Russian Standard, now planning a push into the US market, has gone all out to create a game of Russian Roulette… on Facebook. But how Russian is Russian roulette?[more]
Introduced in 1998, Russian Standard has been quite successful of late, reporting a 45% increase in sales between 2009 and 2010. Much of that growth occurred in Asia markets such as Japan, Korea and Hong Kong. When the brand introduced a $190 limited edition super premium brand called Imperia Tsar Alexander III at the Hong Kong international airport, the bottles were practically gone before they even hit the shelf.
Meanwhile, Russian Standard dominates at home, claiming well over half the premium vodka market share in Russia. Cracking the American market, where it’s now rolling out Russian Standard Gold to duty-free shops, will take a slightly different approach as the US market for $100 bottles of vodka is nearly nonexistent.
The brand’s marketing VP has said the company “will invest heavily to bring Russian Standard Vodka’s American market penetration to be commensurate with Western Europe and Russia.” To that end, the brand has retained Colorado agency TDA_Boulder to assist in its push into the States.
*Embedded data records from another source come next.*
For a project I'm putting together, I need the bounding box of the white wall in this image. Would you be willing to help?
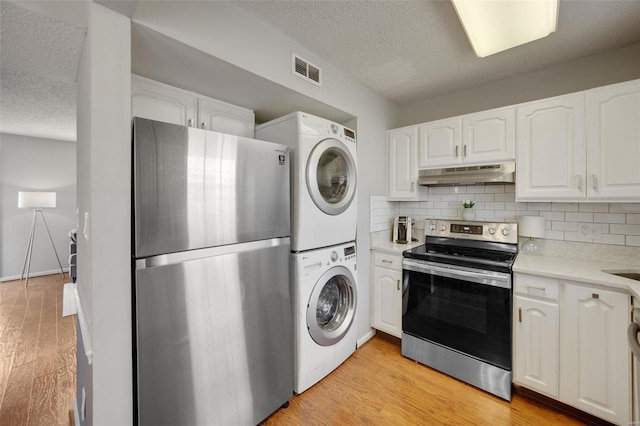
[0,133,76,281]
[393,43,640,128]
[76,2,133,425]
[133,2,398,338]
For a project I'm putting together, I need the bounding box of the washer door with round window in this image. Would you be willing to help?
[307,266,357,346]
[307,139,356,216]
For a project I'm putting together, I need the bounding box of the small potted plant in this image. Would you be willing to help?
[462,200,476,220]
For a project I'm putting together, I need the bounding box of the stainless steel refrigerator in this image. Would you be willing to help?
[132,118,294,425]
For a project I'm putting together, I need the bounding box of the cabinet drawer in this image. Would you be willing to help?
[514,274,559,300]
[373,252,402,271]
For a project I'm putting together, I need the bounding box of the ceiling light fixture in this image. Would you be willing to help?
[451,0,558,58]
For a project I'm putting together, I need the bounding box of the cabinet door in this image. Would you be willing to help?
[418,117,462,169]
[513,296,560,398]
[516,93,587,201]
[131,75,198,126]
[372,266,402,337]
[387,126,418,200]
[587,80,640,201]
[560,284,631,425]
[462,106,516,164]
[198,97,255,138]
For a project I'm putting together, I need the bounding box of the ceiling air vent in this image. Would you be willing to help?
[291,53,322,87]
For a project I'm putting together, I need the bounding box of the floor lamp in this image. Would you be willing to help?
[18,192,64,287]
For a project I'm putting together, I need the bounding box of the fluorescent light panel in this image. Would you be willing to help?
[451,0,558,58]
[18,191,56,209]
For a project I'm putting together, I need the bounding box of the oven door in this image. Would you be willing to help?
[402,259,512,370]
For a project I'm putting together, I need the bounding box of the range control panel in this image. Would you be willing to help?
[424,219,518,244]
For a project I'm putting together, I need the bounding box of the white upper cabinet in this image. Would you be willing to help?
[418,117,462,169]
[387,126,418,201]
[418,106,516,169]
[462,107,516,164]
[516,80,640,202]
[131,75,255,138]
[516,93,586,200]
[198,97,255,138]
[587,80,640,200]
[131,75,198,127]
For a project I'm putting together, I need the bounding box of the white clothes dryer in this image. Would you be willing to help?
[255,112,358,252]
[291,242,358,394]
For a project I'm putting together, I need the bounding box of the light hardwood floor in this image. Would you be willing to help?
[262,336,584,426]
[0,275,76,426]
[0,275,583,426]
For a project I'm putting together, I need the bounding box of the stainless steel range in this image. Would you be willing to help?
[402,220,518,401]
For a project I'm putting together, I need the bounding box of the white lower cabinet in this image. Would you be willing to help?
[513,273,631,425]
[560,284,631,425]
[371,251,402,337]
[513,296,560,398]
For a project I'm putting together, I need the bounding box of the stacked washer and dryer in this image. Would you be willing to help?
[255,112,358,394]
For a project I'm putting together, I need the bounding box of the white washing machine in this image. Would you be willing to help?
[255,112,358,252]
[291,242,358,394]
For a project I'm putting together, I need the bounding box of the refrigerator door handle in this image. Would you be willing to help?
[136,237,291,270]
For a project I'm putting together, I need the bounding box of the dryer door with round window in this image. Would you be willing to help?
[307,138,356,215]
[307,266,357,346]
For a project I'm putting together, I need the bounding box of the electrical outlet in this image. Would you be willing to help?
[578,223,602,240]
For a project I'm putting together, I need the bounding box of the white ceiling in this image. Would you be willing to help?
[0,0,640,140]
[0,1,85,141]
[238,0,640,106]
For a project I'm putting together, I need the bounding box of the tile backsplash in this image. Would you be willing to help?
[369,185,640,247]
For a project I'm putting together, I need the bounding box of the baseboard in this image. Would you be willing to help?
[0,268,69,282]
[356,328,376,348]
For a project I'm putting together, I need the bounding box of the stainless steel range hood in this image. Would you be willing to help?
[418,161,516,186]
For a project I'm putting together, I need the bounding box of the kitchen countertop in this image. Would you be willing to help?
[513,252,640,297]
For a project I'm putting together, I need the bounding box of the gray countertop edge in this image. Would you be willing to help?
[513,252,640,298]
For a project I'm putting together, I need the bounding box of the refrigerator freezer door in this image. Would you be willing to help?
[135,238,294,426]
[133,118,290,258]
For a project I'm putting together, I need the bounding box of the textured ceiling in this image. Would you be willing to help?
[238,0,640,105]
[0,0,640,140]
[0,1,85,141]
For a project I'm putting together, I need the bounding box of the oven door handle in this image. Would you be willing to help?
[402,259,511,289]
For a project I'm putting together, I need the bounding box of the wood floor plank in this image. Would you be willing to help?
[28,373,58,425]
[34,319,58,377]
[262,336,582,426]
[0,363,33,426]
[0,352,13,407]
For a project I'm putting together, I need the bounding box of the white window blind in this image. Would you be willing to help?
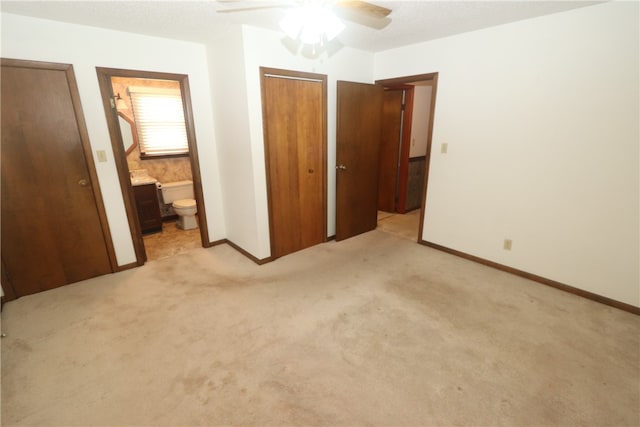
[129,86,189,156]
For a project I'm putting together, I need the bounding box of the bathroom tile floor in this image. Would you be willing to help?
[142,220,202,261]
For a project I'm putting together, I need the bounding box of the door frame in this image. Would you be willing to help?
[96,67,210,269]
[376,72,438,242]
[382,84,415,214]
[260,67,328,260]
[0,58,119,304]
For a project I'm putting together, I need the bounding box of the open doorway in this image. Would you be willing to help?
[97,68,209,265]
[376,73,437,241]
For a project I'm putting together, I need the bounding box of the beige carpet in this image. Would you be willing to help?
[2,230,640,426]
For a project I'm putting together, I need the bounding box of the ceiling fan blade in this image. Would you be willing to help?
[216,0,294,13]
[336,0,391,18]
[333,7,391,30]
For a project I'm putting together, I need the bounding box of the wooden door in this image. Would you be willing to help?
[336,81,383,240]
[378,90,403,212]
[1,59,115,297]
[262,69,327,258]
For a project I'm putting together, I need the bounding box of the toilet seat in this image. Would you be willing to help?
[173,199,196,209]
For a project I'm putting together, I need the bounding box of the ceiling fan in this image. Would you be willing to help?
[217,0,391,30]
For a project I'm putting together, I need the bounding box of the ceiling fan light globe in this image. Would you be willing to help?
[280,5,345,45]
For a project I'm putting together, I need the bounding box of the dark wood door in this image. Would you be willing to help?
[336,81,383,240]
[378,90,403,212]
[1,59,113,297]
[262,71,326,258]
[133,184,162,233]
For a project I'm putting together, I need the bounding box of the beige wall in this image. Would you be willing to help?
[375,2,640,306]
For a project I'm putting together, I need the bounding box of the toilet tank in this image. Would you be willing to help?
[159,181,195,205]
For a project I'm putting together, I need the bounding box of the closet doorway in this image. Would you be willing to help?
[260,67,327,258]
[97,68,209,265]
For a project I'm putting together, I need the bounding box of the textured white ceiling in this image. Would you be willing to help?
[1,0,600,52]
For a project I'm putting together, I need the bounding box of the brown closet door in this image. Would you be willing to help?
[336,81,383,240]
[1,59,112,297]
[262,70,326,258]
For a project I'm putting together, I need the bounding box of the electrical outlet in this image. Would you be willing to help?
[96,150,107,162]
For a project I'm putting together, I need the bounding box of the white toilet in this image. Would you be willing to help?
[159,181,198,230]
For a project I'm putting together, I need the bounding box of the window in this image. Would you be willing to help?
[129,86,189,158]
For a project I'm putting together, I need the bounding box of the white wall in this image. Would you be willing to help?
[409,86,433,157]
[375,2,640,306]
[2,13,225,265]
[209,26,373,259]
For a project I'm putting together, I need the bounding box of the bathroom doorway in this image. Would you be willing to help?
[376,73,438,242]
[97,68,209,265]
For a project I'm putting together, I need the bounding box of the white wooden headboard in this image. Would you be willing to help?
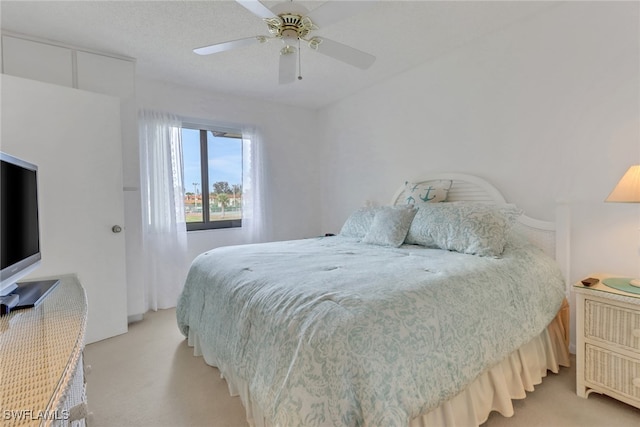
[391,173,558,260]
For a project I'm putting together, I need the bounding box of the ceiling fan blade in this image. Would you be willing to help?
[307,1,376,28]
[309,37,376,70]
[193,36,268,55]
[236,0,278,19]
[278,46,298,85]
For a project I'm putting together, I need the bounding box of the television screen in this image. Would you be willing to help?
[0,153,40,295]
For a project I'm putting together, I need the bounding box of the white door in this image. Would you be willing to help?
[0,75,127,343]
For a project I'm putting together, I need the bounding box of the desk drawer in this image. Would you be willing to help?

Russian Standard’s brand positioning is “Russia, Russia and more Russia.” It’s even gone to far as to pick a fight with Stolichnaya by questioning that brand’s true Russian-ness.
Now comes word of a high-concept digital campaign that would drive awareness of its Facebook presence: virtual Russian roulette. The social game pits Facebookers against one another in a round of the infamous, deadly game. The “loser’s” Facebook account is “executed” and he or she would become virtually dead… or dead, virtually.
At this time the Facebook Russian roulette game appears to be a concept only. But there’s no reason to think it wouldn’t be wildly popular if formally launched.
The greater concern is if such a game properly represents the Russian Standard brand. Russian Roulette is about as Russian as fortune cookies are Chinese. So while the idea itself is creative, does its fratboyishness really fit the high end image at which Russian Standard is shooting? The United States is already full of stunt booze branding.